We need to talk about Pride in Place
- Municipal Enquiry
- 16 minutes ago
- 3 min read
A friend who runs a grassroots group recently messaged about Pride of Place. She lives in one of the priority areas and had only just heard it was a thing due to her Ward Councillor posting on Facebook:
"Is it true that the Council has to choose the chair? From asking around they are already cherry picking! I.e. approaching CIC's with links to the Council asking them to apply. They are CIC's directed by council employees so they are just going to do what suits them!"
Whilst a drop in the ocean compared to the overall level of disinvestment in public services imposed in recent years, the £5 billion that’s apparently being invested into 339 neighbourhoods and towns around Britain, is nonetheless a significant chunk of money - but is this money in the right hands?
In many places it already seems like money and power are being carved up before the people who actually live there and who are supposed to be benefiting have even heard about this new programme.
Stories starting to emerge around Pride in Place are giving us the feeling that the government has only learned from a very limited range of experiences of what works in regeneration and community development.
So why aren’t the lessons of years of work being applied to make the best of this opportunity? Why isn’t more of the money and decision-making power in the hands of the many community groups who are innovating to develop alternatives to failed policy and regeneration efforts of the past?
Surely Pride of Place can only work if it really does transition away from the top-down prescriptions and forms of control that have done so much to erode trust in public life and public institutions.
And if this programme is to have any chance of success, the forms of economic extraction that have led to the impoverishment of many of these target areas need to be more explicitly questioned and alternatives should form the basis of any new activity.
But perhaps most of all, this programme needs to feel like something that people in the target areas want to be involved with. However, to involve people the programme would have to reflect not just the needs and priorities of local people, but also the spirit, culture and pre-existing community ethos of the places concerned. Only then could the programme offer genuine ownership and control to those who live there, including the most trusted grassroots groups in each place.
So far we see no evidence of any of this. Instead, what we see is that there is already disquiet, from South Wales to the South coast of England, about the way that the Pride in Place programme is being set up and implemented.
It’s our strong suspicion that these concerns, as well as others yet-to-be-publicised, are quite widely felt and are likely to grow as this programme unfolds.
Rather than gloss over these issues we think something needs to be done to try and help amplify, connect and channel the voices at the grassroots who are so far not being heard, let alone listened to. This policy will not succeed unless there is an outlet and a constructive way of understanding and responding to these voices.
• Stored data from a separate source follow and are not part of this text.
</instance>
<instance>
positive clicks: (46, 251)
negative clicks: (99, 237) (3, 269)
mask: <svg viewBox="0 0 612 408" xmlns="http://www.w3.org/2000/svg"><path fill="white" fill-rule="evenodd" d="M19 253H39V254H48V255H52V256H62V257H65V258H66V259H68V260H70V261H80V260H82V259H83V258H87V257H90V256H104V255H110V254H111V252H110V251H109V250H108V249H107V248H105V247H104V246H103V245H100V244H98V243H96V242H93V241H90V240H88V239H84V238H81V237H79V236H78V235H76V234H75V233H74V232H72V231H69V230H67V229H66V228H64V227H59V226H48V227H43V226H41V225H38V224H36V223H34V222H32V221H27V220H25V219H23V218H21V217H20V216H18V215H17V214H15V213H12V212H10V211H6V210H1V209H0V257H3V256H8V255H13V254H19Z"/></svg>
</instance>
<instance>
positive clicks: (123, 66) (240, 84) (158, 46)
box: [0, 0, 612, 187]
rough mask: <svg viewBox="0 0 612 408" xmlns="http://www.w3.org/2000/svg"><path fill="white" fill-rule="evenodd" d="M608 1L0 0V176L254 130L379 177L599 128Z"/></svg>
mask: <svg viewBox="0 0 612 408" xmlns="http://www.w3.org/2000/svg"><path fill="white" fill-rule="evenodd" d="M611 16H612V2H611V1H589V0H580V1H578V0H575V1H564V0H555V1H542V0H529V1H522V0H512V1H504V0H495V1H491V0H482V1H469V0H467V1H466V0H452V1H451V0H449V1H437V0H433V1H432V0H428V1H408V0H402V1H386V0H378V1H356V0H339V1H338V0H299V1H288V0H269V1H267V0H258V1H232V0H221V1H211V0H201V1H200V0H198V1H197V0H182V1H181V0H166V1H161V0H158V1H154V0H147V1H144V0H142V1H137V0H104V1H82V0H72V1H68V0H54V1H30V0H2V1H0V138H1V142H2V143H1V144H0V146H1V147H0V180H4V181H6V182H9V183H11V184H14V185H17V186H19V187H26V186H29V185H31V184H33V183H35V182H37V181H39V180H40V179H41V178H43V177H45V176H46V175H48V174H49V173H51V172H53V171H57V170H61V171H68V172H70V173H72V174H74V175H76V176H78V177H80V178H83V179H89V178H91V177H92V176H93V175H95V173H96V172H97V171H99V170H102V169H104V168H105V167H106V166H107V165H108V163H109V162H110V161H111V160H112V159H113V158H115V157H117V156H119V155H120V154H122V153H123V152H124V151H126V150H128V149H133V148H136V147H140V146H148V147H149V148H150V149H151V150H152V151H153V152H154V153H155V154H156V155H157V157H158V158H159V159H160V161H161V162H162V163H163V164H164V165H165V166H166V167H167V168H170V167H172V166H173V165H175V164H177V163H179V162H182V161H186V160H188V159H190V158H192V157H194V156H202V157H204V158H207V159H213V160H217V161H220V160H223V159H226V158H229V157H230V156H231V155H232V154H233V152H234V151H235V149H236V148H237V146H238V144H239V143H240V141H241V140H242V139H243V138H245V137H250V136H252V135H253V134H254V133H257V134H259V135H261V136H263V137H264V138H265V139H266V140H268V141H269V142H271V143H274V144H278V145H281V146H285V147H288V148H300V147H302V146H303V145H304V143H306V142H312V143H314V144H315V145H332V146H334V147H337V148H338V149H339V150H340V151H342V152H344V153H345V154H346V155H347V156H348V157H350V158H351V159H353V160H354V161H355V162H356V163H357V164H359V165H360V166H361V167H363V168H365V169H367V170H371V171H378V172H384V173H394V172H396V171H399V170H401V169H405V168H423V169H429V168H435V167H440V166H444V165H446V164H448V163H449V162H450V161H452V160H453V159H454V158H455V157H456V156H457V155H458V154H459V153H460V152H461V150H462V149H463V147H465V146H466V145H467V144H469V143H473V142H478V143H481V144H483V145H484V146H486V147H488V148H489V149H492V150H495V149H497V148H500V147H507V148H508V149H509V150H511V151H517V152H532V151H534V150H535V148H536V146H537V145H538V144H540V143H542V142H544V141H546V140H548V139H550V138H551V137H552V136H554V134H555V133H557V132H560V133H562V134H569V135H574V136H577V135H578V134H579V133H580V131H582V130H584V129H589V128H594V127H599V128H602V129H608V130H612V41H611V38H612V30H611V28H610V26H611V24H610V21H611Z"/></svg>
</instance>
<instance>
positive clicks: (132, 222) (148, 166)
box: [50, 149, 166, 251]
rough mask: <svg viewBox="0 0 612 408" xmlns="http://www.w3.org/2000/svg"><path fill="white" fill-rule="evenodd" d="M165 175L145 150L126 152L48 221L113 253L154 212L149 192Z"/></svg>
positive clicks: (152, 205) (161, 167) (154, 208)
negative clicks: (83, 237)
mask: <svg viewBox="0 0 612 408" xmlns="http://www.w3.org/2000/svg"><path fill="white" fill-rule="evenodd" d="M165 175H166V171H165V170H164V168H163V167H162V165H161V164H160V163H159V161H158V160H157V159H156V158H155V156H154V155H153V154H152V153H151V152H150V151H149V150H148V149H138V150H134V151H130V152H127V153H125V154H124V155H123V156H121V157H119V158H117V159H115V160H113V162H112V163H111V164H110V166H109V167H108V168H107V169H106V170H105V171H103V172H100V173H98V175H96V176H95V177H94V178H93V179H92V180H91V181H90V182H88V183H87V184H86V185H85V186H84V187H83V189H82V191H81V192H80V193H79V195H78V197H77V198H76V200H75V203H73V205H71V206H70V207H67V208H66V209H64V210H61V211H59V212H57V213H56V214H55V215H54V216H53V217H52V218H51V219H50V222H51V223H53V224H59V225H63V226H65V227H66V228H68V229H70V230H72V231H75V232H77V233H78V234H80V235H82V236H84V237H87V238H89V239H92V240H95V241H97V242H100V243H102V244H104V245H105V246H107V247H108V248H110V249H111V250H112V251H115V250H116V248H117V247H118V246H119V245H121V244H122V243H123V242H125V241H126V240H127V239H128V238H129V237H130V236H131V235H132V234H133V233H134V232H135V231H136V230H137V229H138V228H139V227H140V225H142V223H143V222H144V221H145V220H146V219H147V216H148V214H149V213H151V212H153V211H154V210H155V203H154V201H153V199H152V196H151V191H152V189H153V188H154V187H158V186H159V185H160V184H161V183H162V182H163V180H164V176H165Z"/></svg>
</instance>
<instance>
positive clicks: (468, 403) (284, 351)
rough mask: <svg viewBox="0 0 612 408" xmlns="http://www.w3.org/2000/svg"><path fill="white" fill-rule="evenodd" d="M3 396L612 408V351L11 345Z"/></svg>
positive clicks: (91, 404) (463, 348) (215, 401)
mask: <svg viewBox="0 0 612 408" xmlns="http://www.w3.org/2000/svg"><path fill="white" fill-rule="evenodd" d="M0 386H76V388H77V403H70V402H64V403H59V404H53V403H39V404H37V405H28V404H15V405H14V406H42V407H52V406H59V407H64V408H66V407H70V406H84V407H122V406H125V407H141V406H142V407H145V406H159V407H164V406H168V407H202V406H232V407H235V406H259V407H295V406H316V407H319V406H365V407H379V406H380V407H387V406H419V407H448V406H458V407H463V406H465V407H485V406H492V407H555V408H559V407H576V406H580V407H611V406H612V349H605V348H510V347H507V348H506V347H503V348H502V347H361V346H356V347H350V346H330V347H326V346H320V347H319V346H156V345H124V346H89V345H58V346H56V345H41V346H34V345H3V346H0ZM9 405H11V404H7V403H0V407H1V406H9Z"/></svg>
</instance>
That’s why we want to do something that can help to open up some more space for these discussions - to ensure that the decision-making concerning this supposedly community-based investment is in the right hands and this £5 billion is spent in the right ways.
In the weeks and months ahead we are going to try and collate more of the so-far-unheard stories of what’s happening in the target areas where the Pride of Place programme is being implemented.